Figures over the last seven years in the UK show that hundreds of GP practices and pharmacies have permanently closed and over 2,000 dentists have left the NHS in the last year. We have lost 8,000 bus routes and high streets are disappearing store by store.

Nearly half of high street banks and building societies have closed since 2015 and now hundreds of our school buildings are closed as they may be too dangerous to use.

Just in case anyone feels this is an unduly pessimistic assessment or a “glass half empty” view, I would gladly consider that in practice...were it not for the fact that around a thousand pubs have closed in the last two years!

These and numerous other disappearances represent the very fabric of our society slowly disappearing. Austerity, Brexit, and totally inept political leadership are the root causes but we, the people, need to wake up to this crisis before its tragic consequences ensue.

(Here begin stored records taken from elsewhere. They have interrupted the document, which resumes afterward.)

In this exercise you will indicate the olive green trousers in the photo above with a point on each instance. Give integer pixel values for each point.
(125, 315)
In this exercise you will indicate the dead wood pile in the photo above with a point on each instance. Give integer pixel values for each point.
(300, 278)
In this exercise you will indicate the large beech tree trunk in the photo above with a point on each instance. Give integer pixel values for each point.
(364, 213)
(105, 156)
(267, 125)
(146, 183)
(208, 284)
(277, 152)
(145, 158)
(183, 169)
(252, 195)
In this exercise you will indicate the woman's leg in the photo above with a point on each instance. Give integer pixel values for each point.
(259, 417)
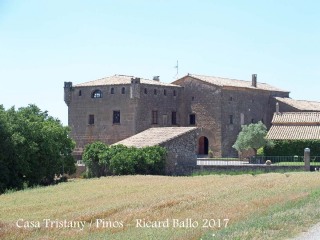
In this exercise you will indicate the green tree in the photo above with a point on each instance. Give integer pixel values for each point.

I now fully expect to soon hear a young parent telling their child “It didn’t used to be like this!” Maybe I need to find an optician who sells the type of rose-tinted lenses that are freely available in Westminster!

John Dillon

Northfield

Gillian Keegan needs to get off her own a*** and take Nick Gibb with her

Well done Sir Keir Starmer for using all six of his questions to the prime minister this week to raise the issue of the school’s concrete crisis and to quite rightly expose Rishi Sunak for the cowboy he is.

Sir Keir pointed out the schools that have been forced to remain closed because the Conservatives, under David Cameron and in coalition with the Liberal Democrats, scrapped the school rebuilding programme in 2010.

Meanwhile, the Department for Education under Gillian Keegan has just spent millions on a new contract benefitting none other than her own husband!

This is nothing short of a dereliction of duty on the part of both Gillian Keegan and Nick Gibb. Hence, rather than Gillian Keegan questioning people for sitting on their a***s, maybe she should get off her own and get another job, and take Nick Gibb with her.

Geoffrey Brooking

Havant

A never-ending conveyor belt of crisis

Ah, I see more governmental pigeons are coming home to roost. This time it’s the prison escape of one, Daniel Abed Khalife. The prison service has been underfunded and understaffed since the Cameron/Osborne era of austerity, leaving excuses down in the pitiful zone.

Absolutely disgraceful. I nearly said: “Things can’t get any worse!” Then I realised they undoubtedly will. In no particular order, this Tory government is on a never-ending conveyor belt of crisis, chaos, incompetence, scandal, and investigations.

Robert Boston

Kent

Doesn’t look good, does it?

We learn that a company linked to the education secretary’s husband has been given a £1m contract from a schools rebuilding fund. The Keegans may not have done anything wrong, but it doesn’t look good, does it?

I can’t decide whether to be worried that such people don’t seem to have the nous or the imagination to see the problem or relieved that their image is not always their priority after all.

Susan Alexander

South Gloucestershire

A blessing in disguise

The current concerns over Raac are in fact a bit of a gift to the Tories. Up until now, all the country’s woes were being blamed on ungrateful strikers, Covid-19 or the war in Ukraine and never, of course, on 13 years of Tory misrule. Now they have another scapegoat.